FRUGAL INNOVATION CATEGORIES
There are many definitions of Frugal Innovation. Some view Frugal Innovation as a sub-category of Resource-Constrained Innovation, while others simply use the overiding term Frugal Innovation for the various categories shown below.
Resource-constrained Innovation (RCI) consists of three types that are structurally different from each other with respect to their original motivation, value proposition, and value creation mechanisms (Zeschky et al., 2014).
These types have in common the fact that they originate from the concerted efforts of developed market firms (DMFs) or emerging market firms (EMFs) in developing products and services to meet the needs of consumers at the base-of-the pyramid (BoP) in emerging and industrialised markets.
The three types of RCI
1. Cost Innovation: Same functionality at a lower cost
Cost innovations are solutions that offer similar functionalities to Western products at lower costs for resource-constrained customers.

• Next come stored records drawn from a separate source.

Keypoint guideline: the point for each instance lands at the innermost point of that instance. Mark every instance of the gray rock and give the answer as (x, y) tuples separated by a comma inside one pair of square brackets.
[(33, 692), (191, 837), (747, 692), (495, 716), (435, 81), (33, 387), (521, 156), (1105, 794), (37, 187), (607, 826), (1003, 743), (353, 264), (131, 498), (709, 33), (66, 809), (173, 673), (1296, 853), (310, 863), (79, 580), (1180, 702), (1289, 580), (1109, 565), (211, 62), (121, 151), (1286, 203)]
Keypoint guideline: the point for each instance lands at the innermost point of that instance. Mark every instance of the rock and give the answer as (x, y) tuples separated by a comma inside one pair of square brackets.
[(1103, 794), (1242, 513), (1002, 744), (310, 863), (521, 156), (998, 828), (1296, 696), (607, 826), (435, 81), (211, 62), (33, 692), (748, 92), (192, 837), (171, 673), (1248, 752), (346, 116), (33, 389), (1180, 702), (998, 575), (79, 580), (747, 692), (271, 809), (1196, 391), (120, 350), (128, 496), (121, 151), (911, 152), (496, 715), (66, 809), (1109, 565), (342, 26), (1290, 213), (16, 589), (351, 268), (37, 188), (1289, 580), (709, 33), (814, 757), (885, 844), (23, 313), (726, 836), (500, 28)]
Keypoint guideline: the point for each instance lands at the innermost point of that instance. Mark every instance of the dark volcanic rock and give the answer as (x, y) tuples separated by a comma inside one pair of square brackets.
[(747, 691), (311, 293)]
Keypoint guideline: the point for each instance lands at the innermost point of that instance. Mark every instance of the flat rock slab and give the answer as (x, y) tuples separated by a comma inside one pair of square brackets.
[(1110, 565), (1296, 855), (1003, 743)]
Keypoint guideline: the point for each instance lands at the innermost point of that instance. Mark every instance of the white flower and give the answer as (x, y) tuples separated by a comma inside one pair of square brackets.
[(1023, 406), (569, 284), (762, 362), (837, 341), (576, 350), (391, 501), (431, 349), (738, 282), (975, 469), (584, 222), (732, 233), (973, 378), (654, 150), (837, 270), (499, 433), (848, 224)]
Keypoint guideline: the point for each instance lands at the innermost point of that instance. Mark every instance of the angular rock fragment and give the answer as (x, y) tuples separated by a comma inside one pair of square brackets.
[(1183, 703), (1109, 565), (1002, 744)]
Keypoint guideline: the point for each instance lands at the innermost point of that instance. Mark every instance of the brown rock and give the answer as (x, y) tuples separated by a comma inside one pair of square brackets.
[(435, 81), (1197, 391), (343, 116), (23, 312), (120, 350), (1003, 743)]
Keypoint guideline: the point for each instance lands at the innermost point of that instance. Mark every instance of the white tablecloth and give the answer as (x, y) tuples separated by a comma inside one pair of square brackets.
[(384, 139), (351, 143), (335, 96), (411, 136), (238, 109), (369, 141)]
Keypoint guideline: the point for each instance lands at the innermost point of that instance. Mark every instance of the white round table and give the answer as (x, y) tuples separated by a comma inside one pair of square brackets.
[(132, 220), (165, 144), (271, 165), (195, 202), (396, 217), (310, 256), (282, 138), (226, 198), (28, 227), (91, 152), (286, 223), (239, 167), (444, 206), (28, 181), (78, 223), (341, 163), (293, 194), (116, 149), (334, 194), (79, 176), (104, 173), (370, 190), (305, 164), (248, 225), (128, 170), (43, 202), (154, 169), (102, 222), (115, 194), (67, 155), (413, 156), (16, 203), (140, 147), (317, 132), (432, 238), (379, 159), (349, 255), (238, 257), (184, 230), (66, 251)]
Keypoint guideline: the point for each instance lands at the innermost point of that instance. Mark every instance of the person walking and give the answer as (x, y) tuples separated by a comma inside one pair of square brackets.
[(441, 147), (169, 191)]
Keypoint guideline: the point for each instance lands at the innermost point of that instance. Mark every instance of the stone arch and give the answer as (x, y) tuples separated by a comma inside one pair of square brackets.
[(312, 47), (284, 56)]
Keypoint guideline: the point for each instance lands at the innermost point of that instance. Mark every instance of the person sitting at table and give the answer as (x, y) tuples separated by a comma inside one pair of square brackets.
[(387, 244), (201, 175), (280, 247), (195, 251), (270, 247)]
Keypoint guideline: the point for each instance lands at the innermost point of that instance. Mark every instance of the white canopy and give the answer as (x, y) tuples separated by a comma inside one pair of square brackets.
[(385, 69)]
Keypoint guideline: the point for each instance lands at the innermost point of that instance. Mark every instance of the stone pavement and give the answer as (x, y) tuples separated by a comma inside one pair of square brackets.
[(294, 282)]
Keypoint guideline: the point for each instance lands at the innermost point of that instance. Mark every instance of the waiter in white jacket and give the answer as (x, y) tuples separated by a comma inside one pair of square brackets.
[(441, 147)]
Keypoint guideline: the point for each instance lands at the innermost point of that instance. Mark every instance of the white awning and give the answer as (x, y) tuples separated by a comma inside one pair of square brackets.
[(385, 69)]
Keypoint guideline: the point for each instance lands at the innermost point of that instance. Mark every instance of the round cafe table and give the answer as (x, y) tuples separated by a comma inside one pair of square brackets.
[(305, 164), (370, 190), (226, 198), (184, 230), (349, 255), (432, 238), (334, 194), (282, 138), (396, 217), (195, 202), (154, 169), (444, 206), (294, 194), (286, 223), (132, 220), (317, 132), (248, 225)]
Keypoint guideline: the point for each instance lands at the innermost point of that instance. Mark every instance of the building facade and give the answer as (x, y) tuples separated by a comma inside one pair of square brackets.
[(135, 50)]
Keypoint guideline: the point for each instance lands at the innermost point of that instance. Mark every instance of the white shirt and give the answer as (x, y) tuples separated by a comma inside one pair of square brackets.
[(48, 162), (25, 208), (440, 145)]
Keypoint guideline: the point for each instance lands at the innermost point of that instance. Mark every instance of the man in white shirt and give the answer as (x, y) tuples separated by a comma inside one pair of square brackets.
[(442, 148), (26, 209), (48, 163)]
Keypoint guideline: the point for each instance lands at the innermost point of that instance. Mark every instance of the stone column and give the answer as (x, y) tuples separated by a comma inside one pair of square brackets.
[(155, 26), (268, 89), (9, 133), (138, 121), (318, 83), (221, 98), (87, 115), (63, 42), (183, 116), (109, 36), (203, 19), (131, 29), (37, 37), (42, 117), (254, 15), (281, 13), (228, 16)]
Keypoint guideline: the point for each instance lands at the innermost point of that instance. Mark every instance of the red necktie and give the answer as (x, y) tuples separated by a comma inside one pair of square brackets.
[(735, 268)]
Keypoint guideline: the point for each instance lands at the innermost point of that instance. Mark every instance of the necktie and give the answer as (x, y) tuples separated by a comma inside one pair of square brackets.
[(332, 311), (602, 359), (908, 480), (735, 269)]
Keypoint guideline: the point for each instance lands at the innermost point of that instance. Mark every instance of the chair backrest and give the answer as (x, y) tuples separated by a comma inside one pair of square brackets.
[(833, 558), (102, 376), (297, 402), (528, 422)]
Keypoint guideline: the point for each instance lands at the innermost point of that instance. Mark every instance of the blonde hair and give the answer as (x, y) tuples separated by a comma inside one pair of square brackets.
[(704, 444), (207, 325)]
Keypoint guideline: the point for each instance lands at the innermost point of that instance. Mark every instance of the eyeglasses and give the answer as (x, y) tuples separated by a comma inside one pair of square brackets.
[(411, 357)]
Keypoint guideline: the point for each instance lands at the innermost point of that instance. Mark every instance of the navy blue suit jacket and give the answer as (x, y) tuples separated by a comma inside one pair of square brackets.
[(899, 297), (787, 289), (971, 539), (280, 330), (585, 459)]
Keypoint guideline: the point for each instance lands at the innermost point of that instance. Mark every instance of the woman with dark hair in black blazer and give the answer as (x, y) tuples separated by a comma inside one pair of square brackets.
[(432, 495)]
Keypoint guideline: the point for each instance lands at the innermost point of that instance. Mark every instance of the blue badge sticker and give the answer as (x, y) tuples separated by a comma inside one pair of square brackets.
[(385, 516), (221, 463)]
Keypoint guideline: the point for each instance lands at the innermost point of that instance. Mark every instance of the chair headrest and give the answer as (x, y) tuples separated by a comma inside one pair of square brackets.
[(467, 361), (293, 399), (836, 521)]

2. Good-Enough Innovation: Tailored functionality at a lower cost
Good-enough innovations are solutions that include functionalities and features designed to meet a range of resource constraints beyond capital constraints.
3. Frugal Innovation: New functionality at a lower cost
The term “frugal innovation” has been used to denote innovations specifically developed for resource-constrained customers in emerging markets.
Necessity innovation is a special case of RCI where resource-constrained consumers in the developing world innovate to fulfil their own unmet needs. Necessity innovators do not necessarily build businesses around their innovations in order to benefit from it on a commercial basis. But when they do, they become necessity entrepreneurs.
There are two types of necessity innovation:
1. Jugaad innovation is an improvisational approach by individuals to solve their own or others' problems in a creative way.
2. Grassroots innovation, which is similar to Jugaad, but community-led, socially motivated innovations for sustainability.